THe little female has black hooves and a black nose. Her sister also has black hooves and a black nose. The male was born on Decemeber 26th. The female was born on January 2nd. (I think the breeder is a bit annoyed with me...lol. At any rate the little female was a keeper. I guess she should have been there instead of leaving it up to her husband. I think he was more interested in the $ than in which sheep was which.  According to her(now- after I brought up the information you all provided to me) She has no Baby doll sheep, She only has one hampshire ewe that is not the mother or any other relation to my lambs. Both of these kids have a full Romney ram father the two males are not related as one was sold and the other purchased in between breedings. The ewe lamb has a 1/4 dorset 3/4 romney mother. The ram lamb I have is over 90% Romney. 

She tried to convice me to bring back and exchange the white ewe as she really wanted to keep her, finally she decided I could infact keep her. According to her she is trying to breed out the dorset and eventually have a full Romney herd as she is not milking any since she has the goats now too and she wants to cut back on the adults.

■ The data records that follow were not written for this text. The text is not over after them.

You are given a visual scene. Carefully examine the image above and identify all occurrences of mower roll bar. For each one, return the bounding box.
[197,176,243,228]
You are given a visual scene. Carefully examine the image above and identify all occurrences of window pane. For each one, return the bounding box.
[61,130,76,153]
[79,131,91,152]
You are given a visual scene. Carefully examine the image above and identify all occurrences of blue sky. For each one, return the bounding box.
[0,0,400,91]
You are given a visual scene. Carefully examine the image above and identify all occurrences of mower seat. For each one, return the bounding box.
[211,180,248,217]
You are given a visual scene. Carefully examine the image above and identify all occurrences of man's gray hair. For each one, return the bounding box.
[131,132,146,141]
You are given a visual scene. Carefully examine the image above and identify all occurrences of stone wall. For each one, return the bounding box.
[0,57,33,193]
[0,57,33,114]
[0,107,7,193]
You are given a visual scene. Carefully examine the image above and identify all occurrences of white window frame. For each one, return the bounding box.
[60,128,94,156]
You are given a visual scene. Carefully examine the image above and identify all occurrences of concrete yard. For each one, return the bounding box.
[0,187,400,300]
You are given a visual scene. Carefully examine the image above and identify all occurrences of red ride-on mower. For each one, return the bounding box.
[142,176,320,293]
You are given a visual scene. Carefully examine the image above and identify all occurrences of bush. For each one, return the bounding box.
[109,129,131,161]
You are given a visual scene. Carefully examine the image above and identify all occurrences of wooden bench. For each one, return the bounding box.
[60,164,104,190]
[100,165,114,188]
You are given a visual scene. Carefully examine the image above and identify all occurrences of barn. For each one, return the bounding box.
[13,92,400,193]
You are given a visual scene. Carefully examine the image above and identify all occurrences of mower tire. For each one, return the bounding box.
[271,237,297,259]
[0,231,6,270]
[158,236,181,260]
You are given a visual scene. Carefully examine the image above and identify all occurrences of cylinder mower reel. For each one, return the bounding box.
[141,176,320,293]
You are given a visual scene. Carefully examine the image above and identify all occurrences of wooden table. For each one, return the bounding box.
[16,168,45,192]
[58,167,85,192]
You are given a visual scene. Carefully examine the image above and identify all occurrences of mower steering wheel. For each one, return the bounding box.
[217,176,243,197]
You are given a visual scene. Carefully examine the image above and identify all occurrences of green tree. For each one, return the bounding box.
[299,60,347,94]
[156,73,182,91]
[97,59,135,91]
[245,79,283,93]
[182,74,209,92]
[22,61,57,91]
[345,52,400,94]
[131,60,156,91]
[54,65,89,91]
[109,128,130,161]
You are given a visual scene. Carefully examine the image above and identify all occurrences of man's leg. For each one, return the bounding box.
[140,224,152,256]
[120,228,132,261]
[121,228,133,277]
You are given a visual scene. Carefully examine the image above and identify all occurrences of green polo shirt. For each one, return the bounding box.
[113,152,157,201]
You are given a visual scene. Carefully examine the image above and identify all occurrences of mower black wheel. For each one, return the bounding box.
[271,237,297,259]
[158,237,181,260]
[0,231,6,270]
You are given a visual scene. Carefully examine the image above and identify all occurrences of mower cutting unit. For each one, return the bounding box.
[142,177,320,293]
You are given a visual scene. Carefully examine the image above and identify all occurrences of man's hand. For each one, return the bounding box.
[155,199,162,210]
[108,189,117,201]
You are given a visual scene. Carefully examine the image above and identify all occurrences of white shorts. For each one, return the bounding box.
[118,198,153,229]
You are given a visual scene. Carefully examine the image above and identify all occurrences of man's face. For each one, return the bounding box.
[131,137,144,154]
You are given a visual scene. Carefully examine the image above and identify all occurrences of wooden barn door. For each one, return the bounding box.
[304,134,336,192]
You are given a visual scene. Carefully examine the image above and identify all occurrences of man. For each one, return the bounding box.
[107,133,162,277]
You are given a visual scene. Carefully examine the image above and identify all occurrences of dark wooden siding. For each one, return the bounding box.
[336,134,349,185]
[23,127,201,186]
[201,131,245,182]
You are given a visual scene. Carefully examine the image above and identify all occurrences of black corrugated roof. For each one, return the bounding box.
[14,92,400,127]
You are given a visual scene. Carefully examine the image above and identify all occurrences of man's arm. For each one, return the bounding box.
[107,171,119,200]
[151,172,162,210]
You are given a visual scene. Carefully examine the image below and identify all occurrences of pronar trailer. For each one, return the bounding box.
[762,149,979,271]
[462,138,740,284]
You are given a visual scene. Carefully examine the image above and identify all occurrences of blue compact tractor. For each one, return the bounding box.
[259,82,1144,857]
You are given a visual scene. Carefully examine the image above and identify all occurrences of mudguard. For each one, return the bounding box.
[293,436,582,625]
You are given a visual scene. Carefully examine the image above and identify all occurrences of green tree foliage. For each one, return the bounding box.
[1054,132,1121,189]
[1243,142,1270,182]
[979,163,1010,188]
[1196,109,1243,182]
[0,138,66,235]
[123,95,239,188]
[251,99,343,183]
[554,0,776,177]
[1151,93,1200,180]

I wonder though if she even has a clue since she wasn't offering up much information until I started asking more questions and claiming that I talked to sheep experts  -Thanks guys  Then she said she had to research her paper work and she would call back. a half hour later, she called and presented me with the above stated information. She had said she thought I took a different ewe lamb which is why she she thought the baby was Dorset, as she bred one ewe for a high % Dorset lambing for someone and then they found lambs before that so she had them.


----------